One study3 found that in those who developed osteonecrosis of the jaw, one of the commonest characteristics was previous invasive dental treatment. It was concluded that there was a strong association of osteonecrosis of the jaw with both IV and oral bisphosphonates, and that the independent risk factors for osteonecrosis of the jaw were dental extractions and treatment with bisphosphonates for more than two years.4,5
In light of the evidence available, we appreciate that the risk of BRONJ especially with dental procedures be born in mind when prescribing bisphosphonates, and the patients should be informed of the risk. We are in favour of an informed and documented consent of patients when commencing bisphosphonates. It can serve as a useful tool for patient information, communication between primary and secondary care, and any associated medico-legal aspects and we propose that this practice be encouraged. We also support the guidance produced by the relevant professional organisations eg. SDCEP2, that the dental health of patients be assessed before commencing bisphosphonates.
To do that, however, good communication and a close working relationship between medical and dental care ought to be encouraged irrespective of certain potential barriers eg. cost effectiveness etc.
One way of doing this would be through patient information leaflets on bisphosphonates, providing full advice as a standard practice at the time of commencing bisphosphonates. Regional audits on the practice of commencing bisphosphonates yielding a much bigger data for performance comparisons among the organisations should be considered and encouraged.
In those patients who lack mental capacity and are on bisphosphonates, it is vital to educate their caregivers to seek immediate help for the patients in the event of them developing any dental problems.
Mavrokokki T, Cheng A, Stein B, Goss A. Nature and frequency of bisphosphonate-associated osteonecrosis of the jaws in Australia. Journal of Oral and Maxillofacial Surgery 2007, Mar; 65(3):415-23.
Scottish Dental Clinical Effectiveness Programme (SDCEP).

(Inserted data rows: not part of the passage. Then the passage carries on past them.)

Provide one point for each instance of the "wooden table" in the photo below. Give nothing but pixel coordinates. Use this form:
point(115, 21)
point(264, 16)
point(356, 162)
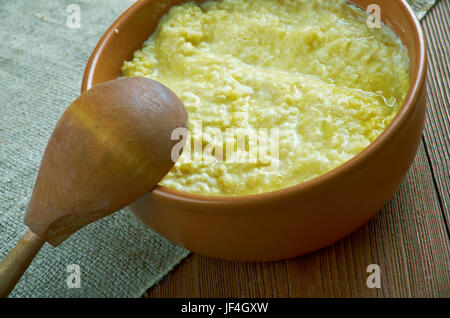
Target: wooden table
point(408, 239)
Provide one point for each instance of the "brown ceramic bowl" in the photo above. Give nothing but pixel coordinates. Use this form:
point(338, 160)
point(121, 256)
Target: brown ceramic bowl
point(292, 221)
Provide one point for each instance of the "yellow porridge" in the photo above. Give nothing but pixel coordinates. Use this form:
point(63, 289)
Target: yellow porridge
point(311, 73)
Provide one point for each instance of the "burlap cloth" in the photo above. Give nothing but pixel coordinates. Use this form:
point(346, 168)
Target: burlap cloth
point(41, 66)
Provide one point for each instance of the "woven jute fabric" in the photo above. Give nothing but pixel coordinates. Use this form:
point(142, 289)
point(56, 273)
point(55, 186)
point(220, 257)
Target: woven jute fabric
point(43, 52)
point(41, 66)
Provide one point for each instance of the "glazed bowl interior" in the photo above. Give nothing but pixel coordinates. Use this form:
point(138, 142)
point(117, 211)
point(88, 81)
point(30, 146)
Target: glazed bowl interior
point(128, 33)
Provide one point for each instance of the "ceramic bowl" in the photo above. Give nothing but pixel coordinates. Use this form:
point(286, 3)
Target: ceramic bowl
point(292, 221)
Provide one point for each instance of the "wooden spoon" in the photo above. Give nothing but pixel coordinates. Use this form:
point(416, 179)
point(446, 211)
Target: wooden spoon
point(111, 146)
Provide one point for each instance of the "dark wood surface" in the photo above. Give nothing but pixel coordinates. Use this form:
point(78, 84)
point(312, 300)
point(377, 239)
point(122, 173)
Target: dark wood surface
point(409, 238)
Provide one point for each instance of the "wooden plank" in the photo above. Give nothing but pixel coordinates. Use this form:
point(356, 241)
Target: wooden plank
point(437, 129)
point(407, 239)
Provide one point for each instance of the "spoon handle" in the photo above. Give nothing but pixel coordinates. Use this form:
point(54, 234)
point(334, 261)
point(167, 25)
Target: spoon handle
point(17, 261)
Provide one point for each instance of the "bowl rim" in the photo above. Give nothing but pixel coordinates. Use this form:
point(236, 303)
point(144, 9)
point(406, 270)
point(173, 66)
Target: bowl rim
point(418, 80)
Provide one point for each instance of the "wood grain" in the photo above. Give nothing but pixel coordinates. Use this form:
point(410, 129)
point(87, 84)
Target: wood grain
point(409, 238)
point(437, 129)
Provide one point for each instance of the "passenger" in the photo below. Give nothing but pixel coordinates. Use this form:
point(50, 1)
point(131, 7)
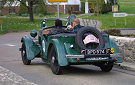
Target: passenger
point(58, 27)
point(76, 25)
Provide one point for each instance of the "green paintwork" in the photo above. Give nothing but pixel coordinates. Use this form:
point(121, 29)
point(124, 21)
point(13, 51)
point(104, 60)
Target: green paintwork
point(60, 52)
point(114, 45)
point(32, 49)
point(33, 33)
point(62, 48)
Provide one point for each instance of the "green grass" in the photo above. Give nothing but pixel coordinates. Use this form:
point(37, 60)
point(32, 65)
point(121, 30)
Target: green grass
point(126, 0)
point(16, 24)
point(108, 21)
point(127, 8)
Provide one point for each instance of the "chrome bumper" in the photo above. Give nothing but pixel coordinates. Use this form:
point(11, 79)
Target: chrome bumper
point(83, 56)
point(115, 55)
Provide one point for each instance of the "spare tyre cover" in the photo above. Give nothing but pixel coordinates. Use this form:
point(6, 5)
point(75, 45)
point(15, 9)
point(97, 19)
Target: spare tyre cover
point(89, 30)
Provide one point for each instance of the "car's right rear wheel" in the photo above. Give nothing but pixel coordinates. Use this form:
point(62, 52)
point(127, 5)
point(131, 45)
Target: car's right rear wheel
point(56, 69)
point(24, 55)
point(107, 66)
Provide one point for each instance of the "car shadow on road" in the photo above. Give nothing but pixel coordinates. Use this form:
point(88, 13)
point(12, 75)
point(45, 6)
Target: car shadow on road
point(84, 70)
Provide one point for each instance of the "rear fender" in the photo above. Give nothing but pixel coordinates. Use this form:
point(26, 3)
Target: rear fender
point(114, 45)
point(32, 49)
point(60, 52)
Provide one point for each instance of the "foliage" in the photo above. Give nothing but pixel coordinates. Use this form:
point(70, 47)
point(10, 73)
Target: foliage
point(108, 21)
point(115, 32)
point(77, 12)
point(82, 6)
point(41, 8)
point(1, 14)
point(23, 9)
point(12, 24)
point(25, 15)
point(98, 6)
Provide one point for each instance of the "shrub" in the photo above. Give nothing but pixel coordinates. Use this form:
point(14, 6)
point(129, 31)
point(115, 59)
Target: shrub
point(40, 15)
point(25, 15)
point(41, 8)
point(22, 9)
point(115, 32)
point(1, 14)
point(77, 12)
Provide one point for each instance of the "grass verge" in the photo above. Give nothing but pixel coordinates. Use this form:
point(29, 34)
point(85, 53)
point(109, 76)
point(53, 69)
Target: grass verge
point(17, 24)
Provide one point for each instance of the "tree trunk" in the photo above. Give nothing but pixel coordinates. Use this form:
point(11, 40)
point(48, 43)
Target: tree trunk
point(30, 9)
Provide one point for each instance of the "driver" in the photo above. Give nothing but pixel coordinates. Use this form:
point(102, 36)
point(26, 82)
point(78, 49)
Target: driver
point(76, 25)
point(58, 27)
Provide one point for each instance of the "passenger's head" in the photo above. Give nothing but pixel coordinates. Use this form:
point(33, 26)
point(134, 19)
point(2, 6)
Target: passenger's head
point(58, 23)
point(76, 22)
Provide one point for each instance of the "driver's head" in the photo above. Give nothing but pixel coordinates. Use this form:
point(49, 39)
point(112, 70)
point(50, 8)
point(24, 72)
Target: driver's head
point(58, 23)
point(76, 22)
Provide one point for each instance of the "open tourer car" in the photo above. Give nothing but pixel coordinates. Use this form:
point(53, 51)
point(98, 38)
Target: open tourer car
point(87, 46)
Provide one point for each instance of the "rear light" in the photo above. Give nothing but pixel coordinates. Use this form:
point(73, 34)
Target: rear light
point(83, 52)
point(115, 58)
point(66, 41)
point(112, 50)
point(78, 59)
point(108, 51)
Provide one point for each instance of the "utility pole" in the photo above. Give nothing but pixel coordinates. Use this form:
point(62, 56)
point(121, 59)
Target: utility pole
point(97, 7)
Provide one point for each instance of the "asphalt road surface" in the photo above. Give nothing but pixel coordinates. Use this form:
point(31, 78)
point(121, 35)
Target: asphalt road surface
point(38, 72)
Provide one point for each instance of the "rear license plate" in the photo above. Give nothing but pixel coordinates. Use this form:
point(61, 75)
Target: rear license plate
point(97, 58)
point(89, 52)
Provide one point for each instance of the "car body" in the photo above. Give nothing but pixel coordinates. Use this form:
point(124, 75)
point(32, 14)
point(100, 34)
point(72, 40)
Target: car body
point(68, 48)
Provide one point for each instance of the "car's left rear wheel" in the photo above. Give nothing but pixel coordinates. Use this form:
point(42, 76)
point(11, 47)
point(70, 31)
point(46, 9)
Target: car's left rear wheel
point(24, 56)
point(56, 69)
point(107, 66)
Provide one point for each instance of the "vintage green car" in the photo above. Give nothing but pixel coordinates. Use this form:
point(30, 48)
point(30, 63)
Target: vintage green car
point(87, 46)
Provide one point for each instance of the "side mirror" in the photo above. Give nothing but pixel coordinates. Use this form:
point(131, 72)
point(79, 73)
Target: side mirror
point(33, 33)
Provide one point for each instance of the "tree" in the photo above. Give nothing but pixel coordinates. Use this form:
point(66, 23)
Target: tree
point(41, 9)
point(23, 9)
point(29, 6)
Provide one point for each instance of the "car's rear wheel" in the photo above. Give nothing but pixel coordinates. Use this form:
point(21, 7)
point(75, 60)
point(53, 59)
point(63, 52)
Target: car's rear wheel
point(107, 66)
point(56, 69)
point(24, 56)
point(85, 31)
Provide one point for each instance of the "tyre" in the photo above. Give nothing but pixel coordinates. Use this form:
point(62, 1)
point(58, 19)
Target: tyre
point(24, 56)
point(56, 69)
point(83, 32)
point(107, 67)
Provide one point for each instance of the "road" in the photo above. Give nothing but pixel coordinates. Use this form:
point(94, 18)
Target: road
point(38, 72)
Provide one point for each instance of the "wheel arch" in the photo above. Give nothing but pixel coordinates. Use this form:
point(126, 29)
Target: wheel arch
point(60, 52)
point(32, 49)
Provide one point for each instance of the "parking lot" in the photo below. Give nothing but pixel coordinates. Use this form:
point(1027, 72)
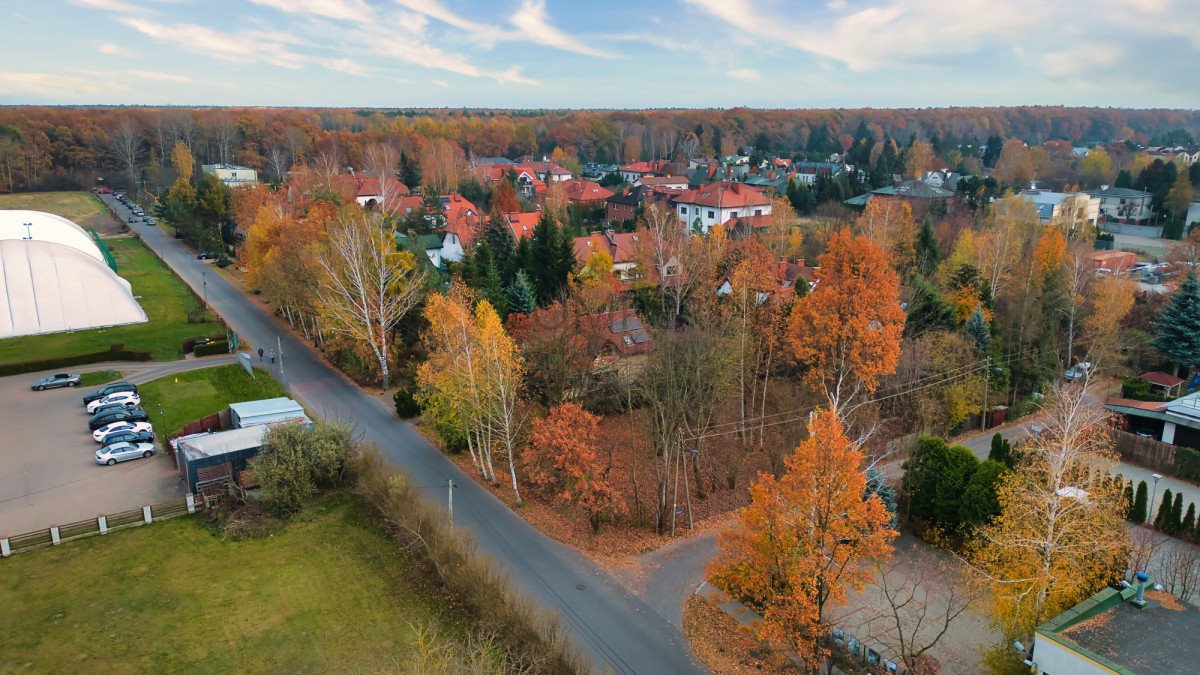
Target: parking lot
point(49, 475)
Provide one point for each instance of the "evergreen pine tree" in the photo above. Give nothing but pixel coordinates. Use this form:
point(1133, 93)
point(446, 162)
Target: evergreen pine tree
point(520, 294)
point(504, 249)
point(1163, 513)
point(1177, 332)
point(1138, 514)
point(977, 328)
point(928, 251)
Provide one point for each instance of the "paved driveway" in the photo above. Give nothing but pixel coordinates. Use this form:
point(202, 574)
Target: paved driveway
point(48, 475)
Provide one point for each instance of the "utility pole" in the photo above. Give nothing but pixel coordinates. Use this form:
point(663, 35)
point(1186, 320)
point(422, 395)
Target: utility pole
point(983, 416)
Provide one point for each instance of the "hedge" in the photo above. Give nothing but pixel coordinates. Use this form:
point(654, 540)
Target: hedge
point(210, 348)
point(1187, 463)
point(114, 353)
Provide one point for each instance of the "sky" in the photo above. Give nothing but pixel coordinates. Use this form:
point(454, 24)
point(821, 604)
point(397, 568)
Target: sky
point(601, 53)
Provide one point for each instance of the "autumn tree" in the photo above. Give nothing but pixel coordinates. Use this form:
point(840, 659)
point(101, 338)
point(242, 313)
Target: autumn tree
point(805, 541)
point(846, 333)
point(1061, 531)
point(563, 463)
point(366, 286)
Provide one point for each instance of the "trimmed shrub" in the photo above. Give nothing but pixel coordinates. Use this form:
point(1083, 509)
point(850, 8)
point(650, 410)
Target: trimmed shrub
point(211, 348)
point(114, 353)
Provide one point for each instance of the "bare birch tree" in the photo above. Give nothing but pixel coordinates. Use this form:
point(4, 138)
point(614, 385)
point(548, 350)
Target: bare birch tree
point(366, 286)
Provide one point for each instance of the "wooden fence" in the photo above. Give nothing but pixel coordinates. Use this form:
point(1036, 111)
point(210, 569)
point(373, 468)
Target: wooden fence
point(100, 525)
point(1145, 452)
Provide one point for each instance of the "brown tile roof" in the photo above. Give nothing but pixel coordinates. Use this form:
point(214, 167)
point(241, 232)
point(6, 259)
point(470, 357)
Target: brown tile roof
point(726, 195)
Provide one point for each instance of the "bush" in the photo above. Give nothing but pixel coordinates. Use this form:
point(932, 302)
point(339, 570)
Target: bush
point(297, 460)
point(114, 353)
point(211, 348)
point(406, 405)
point(531, 640)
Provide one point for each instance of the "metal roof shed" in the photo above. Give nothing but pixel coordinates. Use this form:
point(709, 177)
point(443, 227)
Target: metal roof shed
point(267, 411)
point(216, 458)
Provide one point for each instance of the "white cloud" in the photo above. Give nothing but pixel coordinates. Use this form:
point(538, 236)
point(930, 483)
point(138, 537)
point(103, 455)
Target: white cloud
point(223, 46)
point(54, 85)
point(348, 66)
point(748, 75)
point(114, 49)
point(340, 10)
point(534, 25)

Oral Health Management of Patients Prescribed Bisphosphonates (April 2011). http://www.sdcep.org.uk. (Accessed on 28/06/2013)
Pazianas M, Miller P, Blumentals WA, Bernal M, Kothawala P. A review of the literature on osteonecrosis of the jaw in patients with osteoporosis treated with oral bisphosphonates: prevalence, risk factors, and clinical characteristics. Clinical Therapeutics 2007 Aug; 29(8):1548-58.
Barasch A, Cunha-Cruz J, Curro FA et al. Risk Factors for Osteonecrosis of the Jaws a Case-Control Study from the CONDOR Dental PBRN. Journal of Dental Research. 2011 April; 90 (4): 439-444
Malden N, Beltes C, Lopes V. Dental extractions and bisphosphonates: the assessment, consent and management, a proposed algorithm. British Dental Journal. 2009 Jan 24; 206 (2): 93-8.